I thought the stories of the patients and her colleagues in The sky was falling were interesting and made me want to keep reading the book. After reading the sky was falling I certainly know more about what it was like to be a surgeon in an New York city during a global crisis.
Dr. Griggs was a pediatric surgeon in a NYC hospital during the early months of the pandemic, a horrific time in our nation's history. ASs a native New Yorker, who escaped the city and moved to my country home, as the only member of my family who has never, to this day, had Covid, reliving thesetreacherous times was heartbreaking, all over again. To go back over these events and times reminded me of all the grief we have gone throuh. To see where we have landed, separated, red from blue, North from South, Black from White, and everything in between, makes it all seem just so long ago. How have we come to this>
The Sky Was Falling is an important book, well written, and a snapshot of a time best looked at in our rear view mirror.

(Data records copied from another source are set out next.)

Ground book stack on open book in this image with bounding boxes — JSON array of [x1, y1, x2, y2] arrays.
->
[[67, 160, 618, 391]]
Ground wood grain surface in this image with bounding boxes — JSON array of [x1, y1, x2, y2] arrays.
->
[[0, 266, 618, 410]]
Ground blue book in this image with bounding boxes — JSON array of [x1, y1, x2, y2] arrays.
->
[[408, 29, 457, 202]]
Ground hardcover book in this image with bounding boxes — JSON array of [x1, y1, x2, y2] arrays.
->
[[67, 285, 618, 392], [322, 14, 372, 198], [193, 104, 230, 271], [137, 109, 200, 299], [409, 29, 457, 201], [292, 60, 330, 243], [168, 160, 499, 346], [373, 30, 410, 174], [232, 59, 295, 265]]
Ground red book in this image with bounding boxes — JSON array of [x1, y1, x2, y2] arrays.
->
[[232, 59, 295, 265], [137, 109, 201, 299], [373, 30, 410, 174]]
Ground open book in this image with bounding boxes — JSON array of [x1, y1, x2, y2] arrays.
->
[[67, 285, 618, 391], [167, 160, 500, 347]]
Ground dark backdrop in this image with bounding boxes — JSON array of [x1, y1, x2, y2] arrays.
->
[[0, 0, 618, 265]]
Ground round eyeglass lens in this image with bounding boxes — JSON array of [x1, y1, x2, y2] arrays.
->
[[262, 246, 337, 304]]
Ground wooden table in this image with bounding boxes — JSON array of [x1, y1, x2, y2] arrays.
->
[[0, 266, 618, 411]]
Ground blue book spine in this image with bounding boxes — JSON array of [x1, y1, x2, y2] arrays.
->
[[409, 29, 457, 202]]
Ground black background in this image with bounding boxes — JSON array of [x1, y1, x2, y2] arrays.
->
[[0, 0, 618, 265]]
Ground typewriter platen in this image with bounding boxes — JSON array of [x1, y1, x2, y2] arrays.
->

I worked on the front-line in the ED before COVID, during, and after. I wanted to read about someone else’s experience to see how my trauma compares and if how I felt was also how someone else felt. But this story just didn’t give me what I was looking for.
I wanted more details of the front-line, Griggs was a little removed from the front, so I think I set myself up for a let down by not reading something by someone who was in the ED or ICU.
I appreciated the critical assessment of the US healthcare system, but I didn’t quite understand the side tangent to the BLM movement. I understand the two events ran parallel to one another, but they are separate events. Kind of lost me there.